Para resolver la cuestión del bienestar, el principal obstáculo que deberá enfrentar la Argentina es la avaricia desmadrada de su elite económica. Un nivel de avaricia que no podrían poner en práctica en ninguna sociedad moderna, desarrollada y capitalista del mundo. Como muestra reciente de la voracidad sin límites que cultivan, alcanza con ver el estado en el que dejaron a la empresa Vicentín. Son incapaces de acordar formas de repartir el bienestar y están dispuestos a cometer cualquier desatino para proteger sus privilegios. Pero no hay que desesperar. La avaricia no es patrimonio argentino. Todas las sociedades exitosas enfrentaron este problema en algún momento de su historia y lo hicieron siempre de la misma manera, controlando la avaricia, poniéndole límites, enseñándole a sus respectivas elites económicas a tener deseos razonables y a compartir el bienestar.

La clave del éxito está en hacerlo en paz, a través de las instituciones de la democracia, sin olvidar las buenas razones por las que necesitamos vivir juntos, respirar el mismo aire y caminar por las mismas calles y parques. Podríamos decir que la acción política disruptiva y creadora que debe primar de aquí en adelante debe fundarse en el poder de la argumentación, que es fruto del respeto, y en la tolerancia, que es fruto del amor social. Por esta razón, no es necesario eliminar al otro para desengrietar, porque el otro también es la patria, como también lo fue el íntimo cuchillo que empuñó Borges. Solo que para evitar el destino de Laprida debemos dejar que la buena política se encargue de la difícil tarea de desengrietar la Argentina.

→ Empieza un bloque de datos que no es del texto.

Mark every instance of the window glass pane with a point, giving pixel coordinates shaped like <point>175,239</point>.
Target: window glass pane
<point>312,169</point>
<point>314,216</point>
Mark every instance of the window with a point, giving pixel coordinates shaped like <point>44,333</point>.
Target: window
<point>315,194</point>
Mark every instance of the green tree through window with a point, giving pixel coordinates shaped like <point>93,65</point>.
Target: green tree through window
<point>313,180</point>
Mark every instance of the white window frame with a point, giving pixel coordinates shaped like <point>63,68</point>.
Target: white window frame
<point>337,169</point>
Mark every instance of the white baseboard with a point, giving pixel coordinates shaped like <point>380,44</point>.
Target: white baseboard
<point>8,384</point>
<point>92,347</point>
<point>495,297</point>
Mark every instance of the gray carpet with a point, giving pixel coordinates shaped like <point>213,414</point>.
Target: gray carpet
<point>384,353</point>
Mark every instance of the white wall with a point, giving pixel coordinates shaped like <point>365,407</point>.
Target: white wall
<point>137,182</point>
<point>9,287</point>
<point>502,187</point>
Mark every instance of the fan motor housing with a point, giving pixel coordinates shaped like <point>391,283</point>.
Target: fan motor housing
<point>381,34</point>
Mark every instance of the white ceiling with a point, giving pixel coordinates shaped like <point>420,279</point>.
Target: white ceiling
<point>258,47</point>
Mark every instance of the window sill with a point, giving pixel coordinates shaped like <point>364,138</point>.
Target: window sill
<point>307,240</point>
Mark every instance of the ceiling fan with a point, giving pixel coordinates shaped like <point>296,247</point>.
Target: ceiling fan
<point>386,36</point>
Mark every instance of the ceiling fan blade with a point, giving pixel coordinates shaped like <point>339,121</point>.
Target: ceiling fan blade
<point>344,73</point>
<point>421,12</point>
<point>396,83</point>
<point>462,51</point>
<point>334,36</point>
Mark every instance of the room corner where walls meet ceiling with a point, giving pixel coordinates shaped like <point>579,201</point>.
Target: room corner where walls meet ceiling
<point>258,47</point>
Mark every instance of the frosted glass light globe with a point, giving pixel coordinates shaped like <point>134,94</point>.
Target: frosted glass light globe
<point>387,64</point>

Porque desengrietar supone dialogar, acordar, consensuar, discutir, comprender, perdonar y, cuando sea necesario, hacer valer la voluntad de la mayoría.

Este es el gran desafío de las y los argentinos del siglo XXI: resolver la cuestión del bienestar para construir una democracia de calidad, incluyente y tolerante.

Gerardo Adrogué es sociólogo y analista de opinión pública.